1) Planning. The first thing to do is to pick a base material. I use the standard hardboard (similar to MDF). It is important to figure out the scale of your roads. I went with single lane roads 3” across. In hindsight, it may have been better to go with 4” wide roads.

2) More Planning. The next choice is the length and type of pieces. I recommend several 12" and 18" straight pieces, some 90 and 45 degree turns, and various intersections.

3) Cutting. Cut the base pieces out of the hardboard; I use a jigsaw. It is also a good idea to sand down the long edges of the boards.

4) Texture. I use Elmer's Wood filler. It is relatively inexpensive and gives a good look. I find it is much easier if you get the surface damp first. You don’t want to overdo it, as too much water will cause the board to warp and even breakdown the wood's bond. You don't need an even coat, but it should be completely covered. You will want to rub the surface along the road in the direction of traffic. Don't make the lines too straight.

5) Paint. After the texture dries, it is time to paint. I picked a light brown, about the color of cardboard. Pick a color that matches the rest of your terrain. Again, paint in long strokes to match the flow of traffic across the road.

6) Wash. I use a black "magic wash". If you don’t know what magic wash is, do a search. It is easy to make and works very well.

7) Wash #2. This is not so much to give the road color as to give something for the gravel in the next step to adhere to. Make sure your first application of wash is completely dry before you do this step. You can also use various adhesives (watered down PVA glue, spray adhesive, etc). Do a very light coat in this step.
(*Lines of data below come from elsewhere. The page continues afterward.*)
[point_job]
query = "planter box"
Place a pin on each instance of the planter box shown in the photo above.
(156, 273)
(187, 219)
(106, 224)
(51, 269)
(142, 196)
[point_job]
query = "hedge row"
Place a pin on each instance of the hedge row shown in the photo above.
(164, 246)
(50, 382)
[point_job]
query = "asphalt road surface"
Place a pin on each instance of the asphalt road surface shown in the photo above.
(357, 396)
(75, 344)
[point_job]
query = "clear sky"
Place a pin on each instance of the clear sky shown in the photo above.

8) Gravel. Lightly sprinkle woodland scenic gravel over the road. If your wash was too thick, the gravel (which I believe is made of cork) will absorb the wash and make your road look like it is covered in strange black acne. Remember, sprinkle very lightly. You don't need very much to give it the right effect.

9) Flock prep. Run a light bead of PVS glue (Elmer’s) down the outside edge of the road section, and then run your finger along it. Take your index finger and 'tap' the glue, running all along the edge. This will give it a bit of randomness. Take a few dabs of glue and put splotches along the center of the road.
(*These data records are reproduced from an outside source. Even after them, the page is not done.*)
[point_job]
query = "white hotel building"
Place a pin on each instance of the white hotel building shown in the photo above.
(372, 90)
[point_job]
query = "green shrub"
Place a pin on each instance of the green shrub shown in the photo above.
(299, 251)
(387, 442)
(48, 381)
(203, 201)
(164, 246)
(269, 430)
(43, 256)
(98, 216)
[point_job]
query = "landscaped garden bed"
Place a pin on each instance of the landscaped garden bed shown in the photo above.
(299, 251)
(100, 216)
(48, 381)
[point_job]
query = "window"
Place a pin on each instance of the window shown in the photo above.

10) Flocking. I use woodland scenic burt grass, but make sure you get something that matches the color of your gaming table to help the edges blend in.
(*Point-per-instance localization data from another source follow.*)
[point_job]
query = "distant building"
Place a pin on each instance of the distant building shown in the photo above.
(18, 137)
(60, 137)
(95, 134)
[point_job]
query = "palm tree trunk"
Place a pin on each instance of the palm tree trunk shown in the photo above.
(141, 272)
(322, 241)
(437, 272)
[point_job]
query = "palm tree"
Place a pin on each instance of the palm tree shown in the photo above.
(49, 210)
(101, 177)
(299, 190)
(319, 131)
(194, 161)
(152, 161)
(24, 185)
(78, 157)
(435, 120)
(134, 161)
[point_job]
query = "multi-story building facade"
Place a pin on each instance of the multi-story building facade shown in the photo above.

11) Sealing. Use standard sealing techniques. Gloss coat followed by a dull coat.

If this all sounds like a lot of work, there is an alternative. Last week I was taking my son to the local toy store and noticed they had a series of airplanes called ‘HotWings’ on sale. They also had runway sections to go with the planes. For about $1.50, they were selling 2 feet of runway sections. The sections were interconnecting, and made of durable ¼ inch foam.

3 comments:

Anonymous said...

Nice article, I like the way you add hints and tips throughout the text. As an alternative to wood filler, I can recommend the "filler" or "fix" you use between the ceramic plates in the bathroom, as this is made up of very small gravels of sand, it looks quite simliar to small gravel in 28mm scale. (I hope you understand what I mean, I'm not perfect in the english language.)

/Gonka Koff

Major Slovak said...

Nice web site, and a great little series of articles on simple terrain tips here. Another tip for your readers- I made a series of road pieces, like your MDF roads in differently shaped and angled strips, by cutting the roads themselves out of sheet rubber, the kind that is rolled out to cover flat roofs and then sealed. It rolls out equally well on the game board, and looks great- also very easy to store, as the pieces are not hard like MDF but can be rolled up between games and will lay flat again.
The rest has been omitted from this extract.